Now, researchers in the U.K. have shown that the likelihood of developing damage to the gut after radiotherapy treatment for prostate or gynecological cancers is also linked to the gut microbiome. Radiotherapy is an important part of treatment for many patients with these cancers, but 10-25% of people treated this way have significant long-term damage to their gut, which impairs their quality of life.
"Radiotherapy to the prostate and pelvic lymph nodes is an important way to manage cancer but it can result in damage to the gut and unpleasant side effects for the patient, which can often be long-lasting and quite severe," said David Dearnaley, senior author of the study, Professor of Uro-Oncology at The Institute of Cancer Research, London and Consultant Clinical Oncologist at The Royal Marsden NHS Foundation Trust.

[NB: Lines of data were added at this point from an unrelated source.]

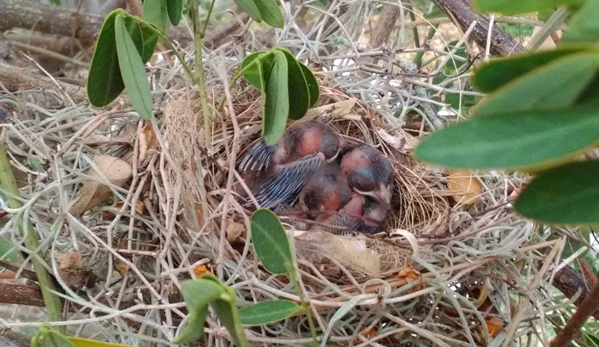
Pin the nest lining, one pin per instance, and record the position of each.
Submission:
(191, 219)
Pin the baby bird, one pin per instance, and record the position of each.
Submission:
(369, 173)
(325, 191)
(285, 167)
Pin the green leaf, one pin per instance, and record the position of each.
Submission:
(174, 9)
(266, 312)
(149, 40)
(48, 336)
(79, 342)
(249, 7)
(104, 83)
(228, 314)
(144, 38)
(197, 295)
(156, 14)
(313, 88)
(563, 195)
(270, 241)
(132, 71)
(250, 68)
(554, 86)
(270, 13)
(7, 251)
(512, 7)
(195, 326)
(276, 107)
(512, 140)
(584, 26)
(298, 87)
(494, 74)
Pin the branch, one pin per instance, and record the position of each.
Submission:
(20, 77)
(502, 44)
(587, 307)
(58, 20)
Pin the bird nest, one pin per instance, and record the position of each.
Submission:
(126, 209)
(416, 208)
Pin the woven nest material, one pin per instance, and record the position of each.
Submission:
(440, 274)
(416, 209)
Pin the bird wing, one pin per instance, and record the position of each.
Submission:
(259, 155)
(288, 181)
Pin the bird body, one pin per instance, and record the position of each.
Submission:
(287, 166)
(369, 173)
(351, 192)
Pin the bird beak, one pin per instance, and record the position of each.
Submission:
(382, 195)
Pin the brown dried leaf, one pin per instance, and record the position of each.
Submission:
(93, 191)
(466, 188)
(70, 268)
(334, 110)
(234, 230)
(352, 252)
(409, 274)
(200, 271)
(147, 141)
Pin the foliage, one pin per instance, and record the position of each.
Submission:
(273, 250)
(540, 115)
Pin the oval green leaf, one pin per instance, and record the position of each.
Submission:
(133, 71)
(512, 7)
(270, 12)
(104, 83)
(563, 195)
(512, 140)
(154, 13)
(197, 295)
(494, 74)
(276, 106)
(313, 88)
(80, 342)
(174, 9)
(298, 87)
(250, 68)
(228, 314)
(267, 312)
(195, 326)
(554, 86)
(270, 242)
(249, 7)
(584, 25)
(144, 38)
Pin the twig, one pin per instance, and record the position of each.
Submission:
(553, 24)
(587, 307)
(9, 183)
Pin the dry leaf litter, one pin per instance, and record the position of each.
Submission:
(127, 209)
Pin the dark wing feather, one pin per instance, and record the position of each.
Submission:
(288, 181)
(260, 155)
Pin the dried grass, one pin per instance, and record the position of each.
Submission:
(192, 216)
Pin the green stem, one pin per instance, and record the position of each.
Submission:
(305, 305)
(208, 18)
(431, 33)
(199, 71)
(7, 179)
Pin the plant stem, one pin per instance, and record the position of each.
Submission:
(586, 308)
(7, 179)
(305, 305)
(208, 18)
(199, 71)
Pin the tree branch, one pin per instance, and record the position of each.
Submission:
(502, 44)
(58, 20)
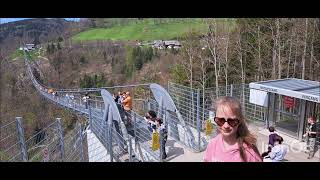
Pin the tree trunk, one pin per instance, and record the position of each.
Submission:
(311, 52)
(295, 59)
(304, 51)
(274, 54)
(289, 58)
(279, 48)
(259, 57)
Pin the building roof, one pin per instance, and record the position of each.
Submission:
(298, 88)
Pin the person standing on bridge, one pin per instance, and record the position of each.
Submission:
(127, 105)
(164, 136)
(312, 136)
(85, 99)
(234, 143)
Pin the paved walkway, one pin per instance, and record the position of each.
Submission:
(178, 153)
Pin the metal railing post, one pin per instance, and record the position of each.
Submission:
(90, 115)
(231, 90)
(198, 118)
(133, 115)
(60, 133)
(130, 148)
(22, 144)
(81, 143)
(161, 146)
(110, 124)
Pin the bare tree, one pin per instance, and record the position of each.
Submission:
(211, 40)
(304, 51)
(311, 50)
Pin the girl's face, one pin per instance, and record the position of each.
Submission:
(226, 130)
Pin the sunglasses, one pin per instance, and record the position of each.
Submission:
(231, 122)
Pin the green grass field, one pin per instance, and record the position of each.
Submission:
(144, 30)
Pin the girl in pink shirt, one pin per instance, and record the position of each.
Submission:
(234, 143)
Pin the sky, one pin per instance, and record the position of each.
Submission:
(6, 20)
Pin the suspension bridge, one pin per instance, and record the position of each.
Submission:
(111, 134)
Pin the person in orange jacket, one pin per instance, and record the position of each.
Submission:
(127, 105)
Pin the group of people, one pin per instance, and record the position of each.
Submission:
(235, 143)
(156, 124)
(311, 137)
(276, 149)
(124, 100)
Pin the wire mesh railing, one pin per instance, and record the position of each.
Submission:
(10, 149)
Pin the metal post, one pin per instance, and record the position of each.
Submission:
(160, 135)
(90, 115)
(81, 143)
(302, 110)
(231, 90)
(160, 106)
(133, 115)
(22, 144)
(198, 118)
(130, 148)
(271, 110)
(110, 124)
(60, 133)
(149, 105)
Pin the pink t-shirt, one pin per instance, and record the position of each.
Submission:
(216, 152)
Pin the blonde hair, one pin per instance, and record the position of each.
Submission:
(243, 134)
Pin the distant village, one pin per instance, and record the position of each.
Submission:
(161, 44)
(28, 47)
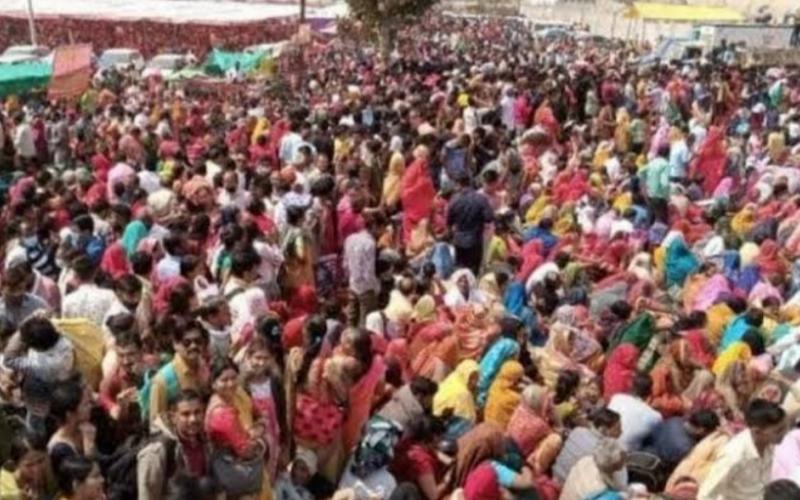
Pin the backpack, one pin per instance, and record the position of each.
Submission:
(173, 387)
(647, 469)
(121, 466)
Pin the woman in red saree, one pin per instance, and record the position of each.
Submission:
(619, 371)
(769, 259)
(711, 159)
(418, 192)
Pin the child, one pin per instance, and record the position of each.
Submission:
(263, 381)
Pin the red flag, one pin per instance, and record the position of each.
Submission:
(72, 70)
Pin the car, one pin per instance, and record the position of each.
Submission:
(30, 52)
(167, 64)
(120, 59)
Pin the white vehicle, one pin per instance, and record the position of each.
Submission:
(166, 65)
(754, 36)
(28, 52)
(120, 59)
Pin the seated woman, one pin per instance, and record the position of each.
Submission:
(531, 429)
(479, 461)
(594, 476)
(26, 468)
(457, 392)
(415, 458)
(79, 478)
(504, 394)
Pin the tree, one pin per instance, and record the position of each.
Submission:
(384, 17)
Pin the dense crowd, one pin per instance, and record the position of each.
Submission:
(149, 37)
(488, 267)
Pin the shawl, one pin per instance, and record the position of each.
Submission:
(482, 484)
(134, 233)
(392, 182)
(482, 442)
(620, 370)
(360, 401)
(711, 160)
(454, 392)
(503, 395)
(417, 195)
(528, 424)
(115, 261)
(769, 260)
(501, 351)
(737, 351)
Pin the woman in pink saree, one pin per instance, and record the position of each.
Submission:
(418, 192)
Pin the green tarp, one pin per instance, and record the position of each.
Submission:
(22, 77)
(220, 61)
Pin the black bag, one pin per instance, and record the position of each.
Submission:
(120, 467)
(647, 469)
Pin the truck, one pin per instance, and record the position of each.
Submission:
(755, 36)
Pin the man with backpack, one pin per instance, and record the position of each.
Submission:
(187, 370)
(176, 446)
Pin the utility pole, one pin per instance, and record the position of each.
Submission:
(31, 24)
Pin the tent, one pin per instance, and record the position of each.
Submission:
(220, 61)
(681, 13)
(22, 77)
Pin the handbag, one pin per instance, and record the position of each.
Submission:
(237, 476)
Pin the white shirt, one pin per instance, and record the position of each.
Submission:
(88, 301)
(738, 473)
(23, 141)
(359, 261)
(168, 267)
(637, 418)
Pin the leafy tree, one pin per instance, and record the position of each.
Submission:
(384, 17)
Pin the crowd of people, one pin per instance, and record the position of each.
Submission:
(486, 267)
(150, 37)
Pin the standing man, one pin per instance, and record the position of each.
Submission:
(655, 176)
(360, 251)
(743, 468)
(467, 216)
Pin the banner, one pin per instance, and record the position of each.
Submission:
(72, 70)
(23, 77)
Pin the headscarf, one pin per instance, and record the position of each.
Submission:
(620, 370)
(454, 393)
(736, 352)
(482, 484)
(417, 194)
(529, 422)
(500, 352)
(115, 262)
(503, 395)
(679, 263)
(303, 301)
(711, 159)
(424, 309)
(769, 260)
(134, 233)
(483, 442)
(393, 180)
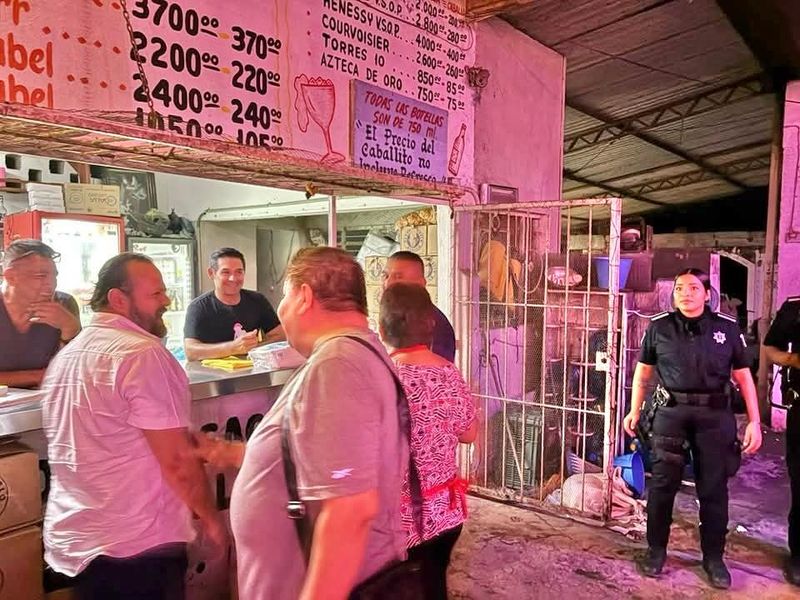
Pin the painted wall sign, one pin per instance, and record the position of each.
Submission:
(392, 133)
(271, 73)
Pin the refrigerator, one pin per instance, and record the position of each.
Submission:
(85, 242)
(175, 258)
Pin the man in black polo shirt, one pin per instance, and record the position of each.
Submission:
(228, 320)
(35, 320)
(407, 267)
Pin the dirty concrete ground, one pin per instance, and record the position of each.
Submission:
(511, 552)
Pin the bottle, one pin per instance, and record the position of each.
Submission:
(458, 151)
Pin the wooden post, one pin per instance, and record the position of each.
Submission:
(332, 222)
(770, 255)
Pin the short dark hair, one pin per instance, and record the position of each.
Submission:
(114, 274)
(409, 257)
(213, 261)
(19, 249)
(334, 276)
(407, 316)
(699, 273)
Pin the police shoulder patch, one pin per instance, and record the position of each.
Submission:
(727, 317)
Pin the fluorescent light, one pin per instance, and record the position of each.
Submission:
(305, 208)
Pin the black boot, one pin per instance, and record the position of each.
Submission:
(718, 575)
(791, 570)
(651, 563)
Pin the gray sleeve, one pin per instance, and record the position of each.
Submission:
(338, 428)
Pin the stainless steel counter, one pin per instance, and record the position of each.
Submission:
(204, 383)
(212, 383)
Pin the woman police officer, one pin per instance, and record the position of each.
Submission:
(695, 353)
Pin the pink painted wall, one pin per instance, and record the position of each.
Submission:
(519, 117)
(263, 73)
(788, 267)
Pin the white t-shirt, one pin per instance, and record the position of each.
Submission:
(107, 493)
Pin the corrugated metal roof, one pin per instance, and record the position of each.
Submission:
(628, 57)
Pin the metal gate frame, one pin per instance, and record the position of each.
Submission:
(466, 304)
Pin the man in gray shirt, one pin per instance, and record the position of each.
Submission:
(346, 440)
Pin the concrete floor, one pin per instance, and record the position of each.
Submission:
(511, 552)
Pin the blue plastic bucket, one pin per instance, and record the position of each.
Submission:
(601, 268)
(632, 471)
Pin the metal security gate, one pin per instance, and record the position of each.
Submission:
(538, 324)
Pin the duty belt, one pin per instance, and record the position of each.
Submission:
(712, 399)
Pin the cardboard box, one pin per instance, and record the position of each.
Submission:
(75, 197)
(414, 239)
(373, 269)
(92, 199)
(103, 200)
(21, 565)
(20, 493)
(433, 239)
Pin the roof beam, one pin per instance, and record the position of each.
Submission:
(734, 168)
(666, 114)
(614, 191)
(477, 10)
(670, 148)
(769, 28)
(669, 182)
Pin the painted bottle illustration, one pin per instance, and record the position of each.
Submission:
(454, 164)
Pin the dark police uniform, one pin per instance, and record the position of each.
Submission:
(784, 334)
(693, 358)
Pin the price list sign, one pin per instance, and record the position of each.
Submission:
(275, 74)
(419, 48)
(207, 77)
(398, 135)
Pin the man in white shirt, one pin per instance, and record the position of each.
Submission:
(116, 416)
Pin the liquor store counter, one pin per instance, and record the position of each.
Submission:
(217, 396)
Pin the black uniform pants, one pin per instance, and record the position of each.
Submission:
(711, 434)
(793, 466)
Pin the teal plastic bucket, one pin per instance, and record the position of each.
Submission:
(601, 268)
(632, 471)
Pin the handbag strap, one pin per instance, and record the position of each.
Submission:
(296, 508)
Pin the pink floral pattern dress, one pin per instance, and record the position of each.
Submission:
(441, 408)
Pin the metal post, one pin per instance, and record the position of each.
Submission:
(770, 255)
(332, 222)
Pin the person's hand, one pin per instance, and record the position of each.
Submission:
(215, 530)
(217, 451)
(630, 422)
(245, 342)
(752, 438)
(55, 315)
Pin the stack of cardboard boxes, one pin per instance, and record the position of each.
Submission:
(421, 239)
(21, 562)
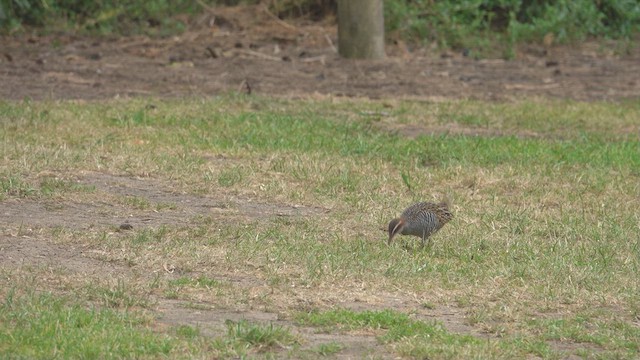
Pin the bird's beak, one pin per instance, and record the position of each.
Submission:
(391, 236)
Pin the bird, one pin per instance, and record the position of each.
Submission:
(422, 219)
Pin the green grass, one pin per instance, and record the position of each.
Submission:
(541, 256)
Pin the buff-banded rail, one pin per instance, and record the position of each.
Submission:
(422, 220)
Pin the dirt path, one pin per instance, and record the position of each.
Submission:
(248, 51)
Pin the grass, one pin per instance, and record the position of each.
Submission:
(41, 326)
(540, 259)
(243, 336)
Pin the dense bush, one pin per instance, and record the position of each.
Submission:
(457, 24)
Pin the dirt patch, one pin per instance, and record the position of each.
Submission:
(176, 207)
(245, 49)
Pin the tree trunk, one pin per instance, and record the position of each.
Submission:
(361, 29)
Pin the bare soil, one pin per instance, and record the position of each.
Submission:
(247, 50)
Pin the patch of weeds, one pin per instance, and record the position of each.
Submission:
(45, 326)
(13, 186)
(243, 337)
(230, 177)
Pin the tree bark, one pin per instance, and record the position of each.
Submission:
(361, 29)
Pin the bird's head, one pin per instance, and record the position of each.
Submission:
(395, 227)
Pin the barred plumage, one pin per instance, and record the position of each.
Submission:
(422, 220)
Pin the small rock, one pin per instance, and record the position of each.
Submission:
(126, 226)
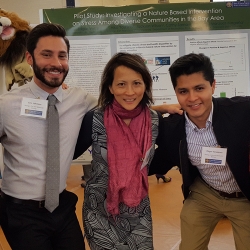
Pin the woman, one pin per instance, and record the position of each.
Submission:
(122, 132)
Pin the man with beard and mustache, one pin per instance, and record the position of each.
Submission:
(26, 223)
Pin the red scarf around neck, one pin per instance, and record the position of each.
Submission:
(126, 147)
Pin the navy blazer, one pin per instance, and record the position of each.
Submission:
(231, 125)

The study published today in Clinical Cancer Research, looked at the bacterial fingerprint in fecal samples of 134 cancer patients at different stages of their treatment, including both before and after radiotherapy aimed at the prostate or lymph nodes near the gut. Their work showed that having a reduced diversity of gut bacteria was associated with both acute and long-term damage to the gut. Patients who had a high risk of gut damage from the treatment also had 30-50% higher levels of three specific types of bacteria; Clostridium IV, Roseburia and Phascolarctobacterium.
“Our study is the first to show that gut bacteria have an important influence on how susceptible patients are to gastrointestinal side effects from radiotherapy. We still need to do further studies to confirm the role of good bacteria, but if we can identify patients at the highest risk of gut damage we could intervene to control, treat or even prevent the side effects of radiation. If microbial treatments such as fecal transplants are found to reduce damage, for example, it could substantially improve patients’ quality of life,” said Dearnaley.
Fecal transplants are exactly what they sound like. Transplanting the feces of one person into another with the hope of improving their microbiome. However disgusting this may seem to some, the procedure has had a lot of success in treating antibiotic-resistant infections with "hospital superbug" Clostridium difficile. However, after many positive results, the procedure recently resulted in an FDA warning after a person died from E.coli after receiving a fecal transplant from someone infected with the bacteria.
The new research is the first to look at the possible protective effects of the gut microbiome in preventing the long-term side effects of radiotherapy although exactly why a particular microbiome composition is better for avoiding these side-effects is currently unclear. The next step is to look at whether the researchers can use this bacterial fingerprint information to identify people at high risk of developing debilitating gut side effects from radiotherapy and intervene safely, whether by fecal transplants or another means.